Good news: Congress kills ethanol subsidy and tariff
The Kansas City Star
This has to be one of the most under-covered stories arising out of Congress’ end-of-the-year scramble: The lawmakers allowed the tax credit for ethanol blenders to expire, along with a tariff that effectively kept out more efficiently produced foreign ethanol.
The measures died from inaction; they were scheduled to expire and Congress let them die. The handwriting was on the wall anyway. In June, the Senate voted 73-27 to terminate the subsidy and tariff.
The blenders’ subsidy extended a 45-cent subsidy per gallon of ethanol blended into gasoline. The tariff ended a 54-cent-per-gallon tax on imported ethanol, mainly from Brazil — which makes the stuff much more efficiently from sugar cane.

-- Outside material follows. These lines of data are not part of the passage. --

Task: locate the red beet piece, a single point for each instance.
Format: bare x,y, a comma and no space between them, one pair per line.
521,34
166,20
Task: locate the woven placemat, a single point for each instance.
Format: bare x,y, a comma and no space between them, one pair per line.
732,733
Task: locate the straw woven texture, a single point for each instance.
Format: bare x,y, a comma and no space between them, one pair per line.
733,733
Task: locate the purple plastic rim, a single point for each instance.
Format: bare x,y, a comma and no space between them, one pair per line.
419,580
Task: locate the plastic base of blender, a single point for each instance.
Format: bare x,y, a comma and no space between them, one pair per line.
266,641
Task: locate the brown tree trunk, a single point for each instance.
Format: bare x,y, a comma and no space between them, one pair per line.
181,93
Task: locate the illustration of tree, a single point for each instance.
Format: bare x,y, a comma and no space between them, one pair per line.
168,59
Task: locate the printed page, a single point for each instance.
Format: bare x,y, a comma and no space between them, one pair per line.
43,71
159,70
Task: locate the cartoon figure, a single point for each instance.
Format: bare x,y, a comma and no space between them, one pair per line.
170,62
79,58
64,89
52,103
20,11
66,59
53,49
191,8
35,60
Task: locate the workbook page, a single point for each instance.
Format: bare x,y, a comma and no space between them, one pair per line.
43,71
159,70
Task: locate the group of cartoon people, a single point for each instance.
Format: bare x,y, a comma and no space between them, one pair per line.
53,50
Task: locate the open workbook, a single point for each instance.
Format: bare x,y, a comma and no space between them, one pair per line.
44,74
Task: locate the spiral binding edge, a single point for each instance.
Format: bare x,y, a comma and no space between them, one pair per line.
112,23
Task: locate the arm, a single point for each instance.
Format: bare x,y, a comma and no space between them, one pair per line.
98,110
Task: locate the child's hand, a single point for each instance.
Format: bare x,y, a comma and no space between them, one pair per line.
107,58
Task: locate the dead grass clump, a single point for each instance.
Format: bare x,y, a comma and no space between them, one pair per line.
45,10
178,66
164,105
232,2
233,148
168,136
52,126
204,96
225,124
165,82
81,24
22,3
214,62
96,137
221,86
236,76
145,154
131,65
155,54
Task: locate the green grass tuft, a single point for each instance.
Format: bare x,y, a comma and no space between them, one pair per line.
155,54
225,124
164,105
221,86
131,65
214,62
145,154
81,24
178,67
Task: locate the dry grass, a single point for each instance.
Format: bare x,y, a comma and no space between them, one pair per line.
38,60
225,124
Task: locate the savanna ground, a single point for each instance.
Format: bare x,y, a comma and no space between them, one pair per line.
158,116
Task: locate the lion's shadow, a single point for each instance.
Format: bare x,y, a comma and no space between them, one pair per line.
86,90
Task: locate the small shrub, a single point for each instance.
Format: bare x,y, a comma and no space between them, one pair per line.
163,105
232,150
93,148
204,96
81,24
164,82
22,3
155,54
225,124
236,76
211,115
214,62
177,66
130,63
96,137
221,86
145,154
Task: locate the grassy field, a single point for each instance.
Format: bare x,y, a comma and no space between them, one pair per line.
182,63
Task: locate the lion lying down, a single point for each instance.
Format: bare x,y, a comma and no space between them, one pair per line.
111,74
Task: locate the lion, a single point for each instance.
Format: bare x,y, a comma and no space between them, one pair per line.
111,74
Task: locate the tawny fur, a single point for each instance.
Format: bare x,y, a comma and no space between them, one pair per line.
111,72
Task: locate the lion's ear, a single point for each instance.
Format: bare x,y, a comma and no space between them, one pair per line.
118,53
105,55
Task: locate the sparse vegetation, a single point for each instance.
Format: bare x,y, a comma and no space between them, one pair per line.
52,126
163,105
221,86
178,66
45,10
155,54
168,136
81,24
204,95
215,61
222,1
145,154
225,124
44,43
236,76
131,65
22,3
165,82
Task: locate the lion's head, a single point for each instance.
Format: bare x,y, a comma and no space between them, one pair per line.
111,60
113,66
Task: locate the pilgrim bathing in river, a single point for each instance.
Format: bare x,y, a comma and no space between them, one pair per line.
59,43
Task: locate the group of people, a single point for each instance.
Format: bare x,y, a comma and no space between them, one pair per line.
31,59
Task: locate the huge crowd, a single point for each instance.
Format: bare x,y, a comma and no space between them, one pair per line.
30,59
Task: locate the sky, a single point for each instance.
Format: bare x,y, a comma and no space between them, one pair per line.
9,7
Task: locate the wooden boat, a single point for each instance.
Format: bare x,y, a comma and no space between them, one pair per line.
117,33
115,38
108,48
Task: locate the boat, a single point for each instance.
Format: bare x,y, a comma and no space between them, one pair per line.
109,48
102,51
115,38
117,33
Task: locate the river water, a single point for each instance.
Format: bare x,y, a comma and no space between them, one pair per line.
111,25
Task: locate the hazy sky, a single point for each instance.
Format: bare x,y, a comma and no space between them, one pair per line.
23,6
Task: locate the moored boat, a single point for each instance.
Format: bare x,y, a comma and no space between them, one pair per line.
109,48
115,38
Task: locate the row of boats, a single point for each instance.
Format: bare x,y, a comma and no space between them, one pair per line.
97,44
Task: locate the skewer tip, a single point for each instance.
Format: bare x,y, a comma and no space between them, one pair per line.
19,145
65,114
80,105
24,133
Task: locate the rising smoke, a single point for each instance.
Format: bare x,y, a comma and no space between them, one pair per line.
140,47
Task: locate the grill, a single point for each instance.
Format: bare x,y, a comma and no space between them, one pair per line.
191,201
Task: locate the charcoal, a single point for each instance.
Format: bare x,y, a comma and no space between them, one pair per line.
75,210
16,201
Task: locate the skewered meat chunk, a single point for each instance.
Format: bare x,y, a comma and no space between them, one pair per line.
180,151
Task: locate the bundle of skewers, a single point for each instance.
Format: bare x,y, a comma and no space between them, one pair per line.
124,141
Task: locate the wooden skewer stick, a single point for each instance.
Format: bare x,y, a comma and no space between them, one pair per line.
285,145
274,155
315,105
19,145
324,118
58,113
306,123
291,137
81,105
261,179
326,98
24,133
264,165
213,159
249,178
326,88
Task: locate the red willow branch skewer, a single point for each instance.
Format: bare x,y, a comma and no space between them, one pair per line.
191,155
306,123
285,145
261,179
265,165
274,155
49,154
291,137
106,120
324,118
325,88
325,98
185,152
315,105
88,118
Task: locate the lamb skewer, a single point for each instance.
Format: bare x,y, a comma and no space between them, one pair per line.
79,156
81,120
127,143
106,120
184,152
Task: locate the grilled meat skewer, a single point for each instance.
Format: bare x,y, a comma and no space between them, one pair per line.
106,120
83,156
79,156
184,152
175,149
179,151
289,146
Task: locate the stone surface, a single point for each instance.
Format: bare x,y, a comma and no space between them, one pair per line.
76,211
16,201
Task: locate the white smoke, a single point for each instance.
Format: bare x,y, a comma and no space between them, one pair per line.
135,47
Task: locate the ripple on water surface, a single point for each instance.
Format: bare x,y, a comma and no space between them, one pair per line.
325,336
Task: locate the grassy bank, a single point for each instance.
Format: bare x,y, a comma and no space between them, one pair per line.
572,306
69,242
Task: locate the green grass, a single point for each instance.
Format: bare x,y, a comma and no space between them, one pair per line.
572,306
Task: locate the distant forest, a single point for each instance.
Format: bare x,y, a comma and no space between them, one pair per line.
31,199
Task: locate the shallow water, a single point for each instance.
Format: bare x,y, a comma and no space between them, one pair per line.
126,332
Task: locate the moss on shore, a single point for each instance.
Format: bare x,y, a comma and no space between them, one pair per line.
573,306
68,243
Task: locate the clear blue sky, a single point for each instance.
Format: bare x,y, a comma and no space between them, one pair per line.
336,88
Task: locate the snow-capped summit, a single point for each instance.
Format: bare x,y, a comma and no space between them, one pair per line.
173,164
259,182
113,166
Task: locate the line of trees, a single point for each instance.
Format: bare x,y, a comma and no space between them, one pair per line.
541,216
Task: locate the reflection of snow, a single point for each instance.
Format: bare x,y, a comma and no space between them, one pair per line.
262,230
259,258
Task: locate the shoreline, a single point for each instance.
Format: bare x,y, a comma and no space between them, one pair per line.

Will this kill the domestic industry? Not likely. Still in force is a federal mandate that requires a minimum amount of ethanol be used each year. In 2015, 15 billiion gallons must be used. The mandate rises to 36 billion gallons by 2036.
The blenders’ subsidy cost the taxpayers about $6 billion annually, and by some estimates the program, over its 30-year history, transferred some $45 billion to the ethanol industry. It’s always good news when a special-interest tax loophole comes to an end, especially one as wasteful as this one.